Celestino e gli eremi sui monti d’Abruzzi ai Musei Vaticani

Vai a visitare la Cappella Sistina e ti ritrovi in un angolo d'Abruzzo. Sarà così fino a domenica 22 febbraio, visto che proprio all'interno dei Musei Vaticani è stata allestita una piccola ma...
Vai a visitare la Cappella Sistina e ti ritrovi in un angolo d'Abruzzo. Sarà così fino a domenica 22 febbraio, visto che proprio all'interno dei Musei Vaticani è stata allestita una piccola ma singolare mostra sugli eremi abruzzesi e sui sentieri di preghiera di Papa Celestino V (eremita per eccellenza e tra i maggiori edificatori di eremi in Italia).

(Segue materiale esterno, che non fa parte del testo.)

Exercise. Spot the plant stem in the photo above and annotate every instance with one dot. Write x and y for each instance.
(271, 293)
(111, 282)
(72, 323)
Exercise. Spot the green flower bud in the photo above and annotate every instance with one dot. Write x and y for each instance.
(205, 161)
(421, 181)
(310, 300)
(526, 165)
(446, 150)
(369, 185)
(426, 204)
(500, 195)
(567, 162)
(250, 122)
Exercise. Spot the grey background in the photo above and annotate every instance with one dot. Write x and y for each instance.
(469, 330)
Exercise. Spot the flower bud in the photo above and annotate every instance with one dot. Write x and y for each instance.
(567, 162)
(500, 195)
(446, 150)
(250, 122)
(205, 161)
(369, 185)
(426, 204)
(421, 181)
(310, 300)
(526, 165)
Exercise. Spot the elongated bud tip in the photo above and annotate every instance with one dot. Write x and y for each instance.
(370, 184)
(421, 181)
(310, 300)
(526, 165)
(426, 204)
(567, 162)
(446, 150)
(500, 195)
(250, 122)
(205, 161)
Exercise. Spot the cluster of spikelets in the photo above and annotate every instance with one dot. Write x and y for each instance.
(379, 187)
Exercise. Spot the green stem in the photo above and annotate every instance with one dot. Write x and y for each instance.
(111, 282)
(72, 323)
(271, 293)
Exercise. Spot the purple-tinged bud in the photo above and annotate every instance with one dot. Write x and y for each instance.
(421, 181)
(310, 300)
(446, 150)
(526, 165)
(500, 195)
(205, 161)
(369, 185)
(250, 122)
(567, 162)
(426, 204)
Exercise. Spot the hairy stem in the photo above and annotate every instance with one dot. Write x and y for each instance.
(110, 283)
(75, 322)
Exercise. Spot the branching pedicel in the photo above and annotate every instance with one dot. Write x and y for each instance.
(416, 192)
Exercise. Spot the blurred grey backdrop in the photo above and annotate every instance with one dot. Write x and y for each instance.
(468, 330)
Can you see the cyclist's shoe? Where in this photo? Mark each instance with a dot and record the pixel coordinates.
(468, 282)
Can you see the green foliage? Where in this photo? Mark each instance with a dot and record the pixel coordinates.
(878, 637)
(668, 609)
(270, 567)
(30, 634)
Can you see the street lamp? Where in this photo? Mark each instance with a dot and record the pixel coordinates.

Che detta così può apparire parecchio impegnativa, ma in parole povere entri nelle sette stanze allestite in uno stand adiacente alla Pinacoteca ed esci con una gran voglia di visitare l'Abruzzo più rupestre e spirituale. «Questa mostra è stupenda», ci dice Rita, restauratrice milanese di mezza età, incappata per puro caso nell'esposizione, «ero con mio marito a visitare la Cappella Sistina e mi sono ritrovata qui; sono entrata per pura curiosità e adesso non vedo l'ora di andare in Abruzzo». Anche Luigi, dall'accento toscano, non nasconde il gradimento: «Bellina questa mostra, c'è tanta natura dentro, mi sento rinfrancato. E poi i tablet, che bella idea!».
Ecco, i tablet appunto. Il lato tecnologico dell'esposizione è certamente l'elemento più sorprendente, visto che ogni stanza ha la sua sorpresa tech: da video che si azionano semplicemente spostando oggetti, a tavolette che, puntate contro l'apposito codice di cui è fornita ogni opera, permettono un istantaneo approfondimento. Una scelta tecnologica che coglie piacevolmente impreparati – visto l'accostamento a luoghi spogli e ascetici come gli eremi – e che non si esaurisce nella mostra, perché chi volesse fare un viaggio virtuale nella Majella eremitica può farlo anche comodamente da casa scaricando l'apposita App ("Eremi Majella"), che consente di reperire informazioni, eremo per eremo, e di conoscere i sentieri dello spirito, sulle tracce del Santo eremita che divenne Papa (peccato solo che la sezione Mostra dell'App sia pressoché vuota).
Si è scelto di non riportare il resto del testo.